BAO miscalibration cannot rescue late-time solutions to the Hubble tension

Baryon acoustic oscillation (BAO) measurements play a key role in ruling out postrecombination solutions to the Hubble tension. However, because the data compression leading to these measurements assumes a fiducial LCDM cosmology, their reliability in testing late-time modifications to LCDM has at times been called into question. We play devil’s advocate and posit that fiducial cosmology assumptions do indeed affect BAO measurements in such a way that low-redshift acoustic angular scales (proportional to the Hubble constant H0) are biased low and test whether such a rescaling can rescue postrecombination solutions.
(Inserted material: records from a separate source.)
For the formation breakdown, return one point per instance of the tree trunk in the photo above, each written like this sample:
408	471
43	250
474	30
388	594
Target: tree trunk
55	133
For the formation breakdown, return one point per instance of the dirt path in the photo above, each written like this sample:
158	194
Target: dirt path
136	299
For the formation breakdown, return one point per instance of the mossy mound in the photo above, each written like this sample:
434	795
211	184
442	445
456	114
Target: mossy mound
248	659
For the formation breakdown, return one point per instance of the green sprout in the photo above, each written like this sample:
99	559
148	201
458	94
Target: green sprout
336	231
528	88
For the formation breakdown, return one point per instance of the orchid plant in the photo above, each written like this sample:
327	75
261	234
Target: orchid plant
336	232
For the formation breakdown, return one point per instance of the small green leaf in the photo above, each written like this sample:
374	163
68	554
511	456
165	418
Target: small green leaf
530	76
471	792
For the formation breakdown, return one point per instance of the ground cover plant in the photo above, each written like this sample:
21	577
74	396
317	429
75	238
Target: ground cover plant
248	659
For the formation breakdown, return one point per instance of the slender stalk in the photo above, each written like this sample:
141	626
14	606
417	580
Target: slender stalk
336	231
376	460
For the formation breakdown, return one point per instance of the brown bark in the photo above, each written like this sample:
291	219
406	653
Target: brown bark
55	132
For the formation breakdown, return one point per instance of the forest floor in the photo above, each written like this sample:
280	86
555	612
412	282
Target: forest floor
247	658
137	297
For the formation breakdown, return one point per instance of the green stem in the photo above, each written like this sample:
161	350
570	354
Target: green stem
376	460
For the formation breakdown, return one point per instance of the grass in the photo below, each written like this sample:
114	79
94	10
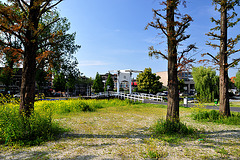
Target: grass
214	116
121	130
232	104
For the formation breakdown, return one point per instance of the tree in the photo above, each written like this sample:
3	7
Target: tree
173	26
206	83
59	82
41	79
226	47
24	17
237	80
98	84
181	85
109	83
148	81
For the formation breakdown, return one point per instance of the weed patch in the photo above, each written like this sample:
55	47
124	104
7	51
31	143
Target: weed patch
16	129
214	116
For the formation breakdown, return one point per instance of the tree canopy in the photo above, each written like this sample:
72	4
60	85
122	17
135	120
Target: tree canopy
228	18
21	19
109	83
173	26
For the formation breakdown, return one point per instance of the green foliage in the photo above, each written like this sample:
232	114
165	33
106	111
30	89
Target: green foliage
214	116
32	130
109	83
206	83
149	81
6	99
98	84
171	128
The answer is no. First, strong constraints on the shape of the z<2 expansion history from unanchored Type Ia Supernovae (SNeIa) prevent large deviations from ΛCDM. In addition, unless Omegam is significantly lower than 0.3, the rescaled BAO measurements would be in strong tension with geometrical information from the cosmic microwave background. We demonstrate this explicitly on several dark energy (DE) models (wCDM, CPL DE, phenomenologically emergent DE, holographic DE, LsCDM, and the negative cosmological constant model), finding that none can address the Hubble tension once unanchored SNeIa are included. We argue that the LsCDM sign switching cosmological constant model possesses interesting features which make it the least unpromising one among those tested. Our results demonstrate that possible fiducial cosmology-induced BAO biases cannot be invoked as loopholes to the Hubble tension "no-go theorem", and highlight the extremely important but so far underappreciated role of unanchored SNeIa in ruling out postrecombination solutions.